What this calculator does
This tool evaluates a continued fraction with constant terms: a continued fraction of the form \(f = b_0 + a/(b + a/(b + a/(b + \cdots)))\) where every partial numerator equals the same value \(a\) (your \(a_n\)) and every partial denominator equals the same value \(b\) (your \(b_n\)). The leading term \(b_0\) sits outside the fraction. It is a pure-mathematics tool and works the same everywhere.
How to use it
Enter the initial term b0, the constant numerator a_n, the constant denominator b_n, and the number of nested levels n (up to 1000). The calculator returns the truncated value \(f_n\) and a table of the early convergents \(f_1, f_2, f_3 \ldots\) so you can watch them settle on the limit.
The formula explained
The value is computed with a numerically stable backward (bottom-up) recurrence. Start at the innermost level with \(t = b\). Then for \(k\) from \(n\) down to 2, set \(t = b + a/t\). Finally \(f_n = b_0 + a/t\). The convergents table instead uses the classic Wallis recurrence \(h_m = b \cdot h_{m-1} + a \cdot h_{m-2}\) and \(k_m = b \cdot k_{m-1} + a \cdot k_{m-2}\), giving \(f_m = h_m/k_m\). When the fraction converges, the limit equals $$f = b_0 + \cfrac{-b + \sqrt{b^2 + 4a}}{2}$$
Worked example
Take \(b_0 = 1\), \(a_n = 1\), \(b_n = 2\), \(n = 10\). The backward recurrence runs $$t = 2 \to 2.5 \to 2.4 \to 2.41667 \to \cdots \to 2.41421,$$ and \(f_{10} = 1 + 1/t \approx 1.41421356\), which is the square root of 2. Indeed $$1 + \cfrac{1}{2 + \cfrac{1}{2 + \cdots}} = \sqrt{2}.$$
FAQ
What if it does not converge? If an intermediate denominator becomes exactly 0, or \(b^2 + 4a < 0\), the value may be undefined or oscillate; the calculator reports "undefined" in that case.

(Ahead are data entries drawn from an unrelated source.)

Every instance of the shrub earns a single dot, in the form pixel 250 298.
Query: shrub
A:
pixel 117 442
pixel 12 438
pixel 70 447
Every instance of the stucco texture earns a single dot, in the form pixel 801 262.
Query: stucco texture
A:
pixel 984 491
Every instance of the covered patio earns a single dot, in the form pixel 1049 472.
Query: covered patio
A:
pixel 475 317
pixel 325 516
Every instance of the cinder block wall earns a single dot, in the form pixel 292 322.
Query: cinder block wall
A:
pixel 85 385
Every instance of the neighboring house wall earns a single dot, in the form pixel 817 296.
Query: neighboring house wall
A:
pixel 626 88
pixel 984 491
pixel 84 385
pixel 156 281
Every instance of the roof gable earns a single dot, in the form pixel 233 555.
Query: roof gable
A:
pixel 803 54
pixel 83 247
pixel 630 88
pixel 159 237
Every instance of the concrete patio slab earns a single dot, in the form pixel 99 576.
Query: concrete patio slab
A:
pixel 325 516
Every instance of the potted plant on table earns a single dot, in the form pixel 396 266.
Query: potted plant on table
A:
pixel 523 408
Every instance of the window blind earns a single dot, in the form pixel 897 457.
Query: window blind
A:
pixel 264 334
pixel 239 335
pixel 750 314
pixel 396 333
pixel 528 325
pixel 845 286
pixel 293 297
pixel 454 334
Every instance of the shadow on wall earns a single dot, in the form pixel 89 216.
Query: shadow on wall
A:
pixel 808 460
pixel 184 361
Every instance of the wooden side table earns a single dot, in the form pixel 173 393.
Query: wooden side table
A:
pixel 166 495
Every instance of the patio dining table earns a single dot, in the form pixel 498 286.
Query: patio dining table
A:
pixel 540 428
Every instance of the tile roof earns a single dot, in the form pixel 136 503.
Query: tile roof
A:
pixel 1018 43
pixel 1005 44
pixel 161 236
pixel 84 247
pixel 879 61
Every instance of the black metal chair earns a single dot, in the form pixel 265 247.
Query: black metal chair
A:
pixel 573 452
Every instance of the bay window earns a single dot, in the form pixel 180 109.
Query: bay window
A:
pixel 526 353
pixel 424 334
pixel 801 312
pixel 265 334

Why a constant a_n and b_n? Many famous constants arise this way: \(a=1\), \(b=1\) gives the golden ratio \(1.6180339887\); \(a=1\), \(b=2\) gives \(\sqrt{2}\). A constant tail has a simple quadratic limit.
How accurate is f_n? For constant terms convergence is geometric, so a few dozen terms usually reach full double precision.